Malaysian Traders Keep Getting Burned by CFDs

Malaysian traders are wasting serious sums on CFDs and the trend continues to repeat itself. Each week there is a new report on some person who thought that they had sorted out the market only to wake up the following morning to see their account balance vanish. The worst part? Most of these merchants are aware of the dangers and convince themselves they are different from all the other failed traders.

Malaysian traders are not intimidated by entry barriers which are pathetic. There will come a time you will be allowed to trade forex pairs under leverage of 100x by depositing 500,000 ringgit, being approved in just a few minutes. The platforms appear to become simple with their polished interfaces and demo accounts, which appear to make profits at some rate. Then reality sets in when real money comes into the picture.

The Malaysian regulatory environment is a nightmare as far as losses are concerned. Retail traders are not permitted to enter into online CFD trading contracts in Bank Negara and this causes them to do business offshore. These are companies based on Cyprus, Seychelles or Marshall Islands where the Malaysian authorities have no power to assist in case of any failure. When a broker just freezes withdrawals or plays with spreads, traders find that the only recourse they have is sending angry emails which are never responded to.

Leverage wipes out accounts faster than anything. Leverage of 500:1 is viewed as a chance by new traders to turn minimal deposits into riches.
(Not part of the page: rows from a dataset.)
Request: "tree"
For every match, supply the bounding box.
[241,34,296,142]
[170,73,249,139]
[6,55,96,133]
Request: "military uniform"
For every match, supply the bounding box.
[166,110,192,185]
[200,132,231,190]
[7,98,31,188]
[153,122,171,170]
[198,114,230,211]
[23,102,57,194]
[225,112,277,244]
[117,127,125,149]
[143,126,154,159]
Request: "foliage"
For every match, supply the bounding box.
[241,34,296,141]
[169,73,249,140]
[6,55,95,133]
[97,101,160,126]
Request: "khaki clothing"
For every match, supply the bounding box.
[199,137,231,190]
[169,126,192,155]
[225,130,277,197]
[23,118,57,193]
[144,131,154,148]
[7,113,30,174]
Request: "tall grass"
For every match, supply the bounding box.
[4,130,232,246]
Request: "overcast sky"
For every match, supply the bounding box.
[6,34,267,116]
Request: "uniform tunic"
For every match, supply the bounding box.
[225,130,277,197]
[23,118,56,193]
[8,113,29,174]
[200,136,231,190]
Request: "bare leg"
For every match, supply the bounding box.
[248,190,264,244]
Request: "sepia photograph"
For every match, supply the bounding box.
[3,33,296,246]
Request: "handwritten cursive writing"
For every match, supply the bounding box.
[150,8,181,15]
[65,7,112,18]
They are not aware that the same leverage wipes them out with a 0.2 percent move aimed against their position. The brokers know this. Their operation model is relying on it. European regulators have statistics indicating that the majority of retail CFD traders lose money about 75-80% with Malaysian traders likely to do even worse considering there is no local oversight.
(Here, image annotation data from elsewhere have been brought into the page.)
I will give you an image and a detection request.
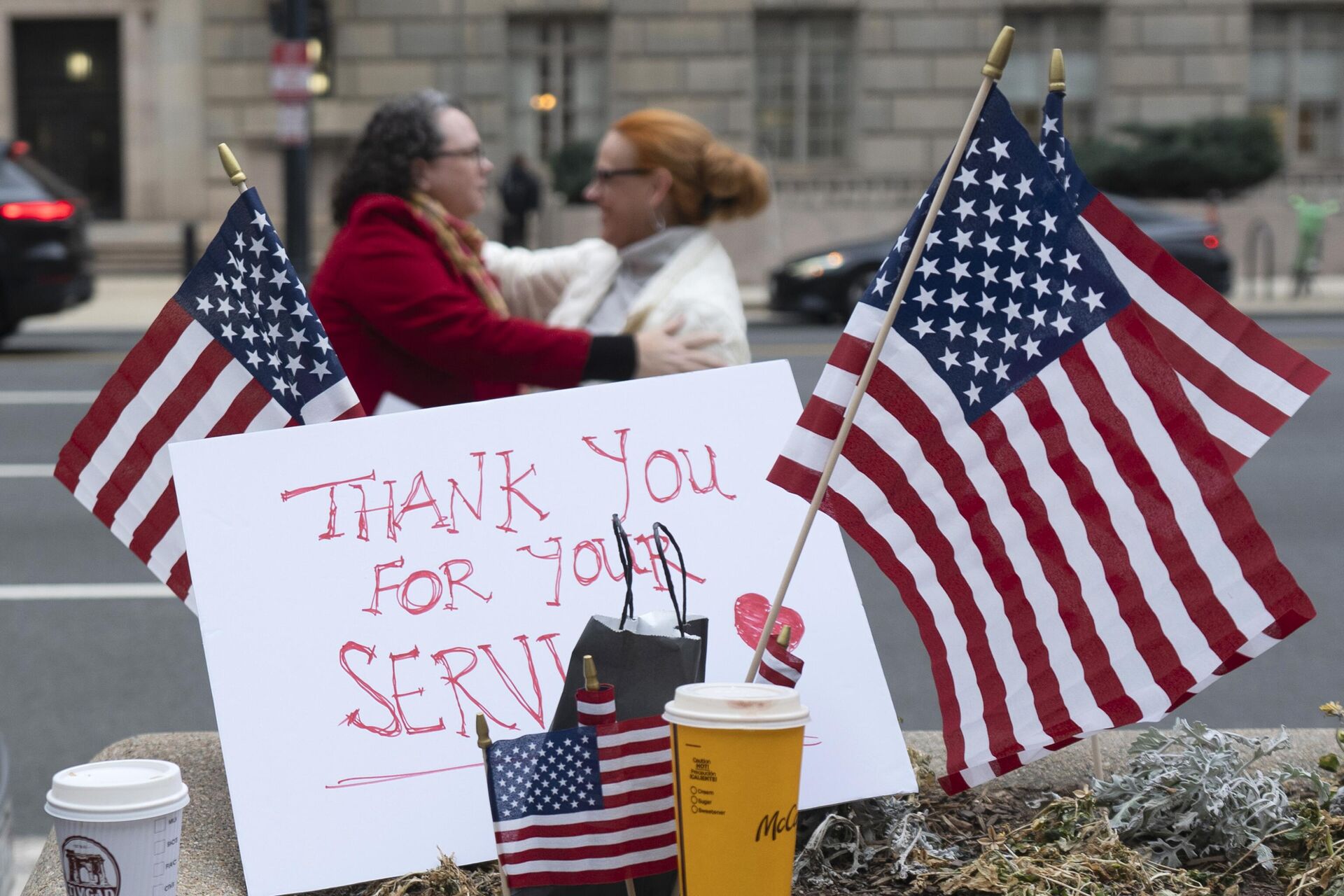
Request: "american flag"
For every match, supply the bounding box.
[770,89,1315,791]
[486,716,676,887]
[55,190,363,606]
[1040,90,1328,472]
[1040,90,1329,696]
[574,684,615,725]
[755,638,802,688]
These platforms should have predatory marketing strategies. Advertisements of young Malaysians and luxury cars are saturating social media proclaiming that after having found this single easy way to trade, they leave their job never to go back. Using WhatsApp groups, there are images of huge returns circulated that are either fabricated or selected out of thousands of losing trades. The trading gurus charge 5,000 ringgit on seminars which they conduct on the weekend where they teach simple technical analysis which anyone could learn for free on YouTube.

This manipulation of the platform always takes place. Unaccountable spreads increase just before big news events. The price spikes that are recorded to cause a stop loss occur on no other chart of the broker. There are also withdrawal requests followed by the unpredictable “verification procedures” that turn into months-long ordeals. A Penang trader objected when his broker accused him of breaching the terms of service after trading too well that the amount of his balance was 50,000 ringgit drained at the hands of his assailant.

The mental injuries are not limited to losses made. Gambling addictions are developed by traders without any cognizance. They pursue bigger positions with a loss, lend funds to deposit, and deceive the family where the savings have been stolen. The relationships and sleep habits are destroyed by the daily anxiety about keeping the positions. Boards full of mind and soul pits of divorces and hearts breaking over CFD misfortunes.

Good traders also do not remain profitable in the long run very often. Those who manage to construct working approaches are immediately rejected by brokers on their trades or receive the ban on their accounts. The market conditions vary and render once-profitable systems useless. The heightened emotional strain of being on alert makes humans exhausted beforehand to err either way by making very expensive errors.

Malaysian government at times issues alert on the unlicensed investment schemes, and it is still very lax. The Securities Commission keeps a list of unlicensed entities, although new ones appear faster than regulators can respond. Thousands of Malaysians have lost their money by the time the authorities give out the warnings.

There is the tax situation that makes everything further complicated. Online CFD trading profits are technically taxable income, but losses cannot be used to offset other income. Traders who are lucky this year would pay taxes of thousands then the following year lose all their money and there are no available tax benefits.

Any investor, who admits to this type of investment, must be aware that CFDs are designed to transfer funds from retail traders to brokers. That is not cynicism, that is the business construct. House advantage in casinos may seem high as compared to structural disadvantages of the CFD traders. Casinos at least provide free drinks while taking your money.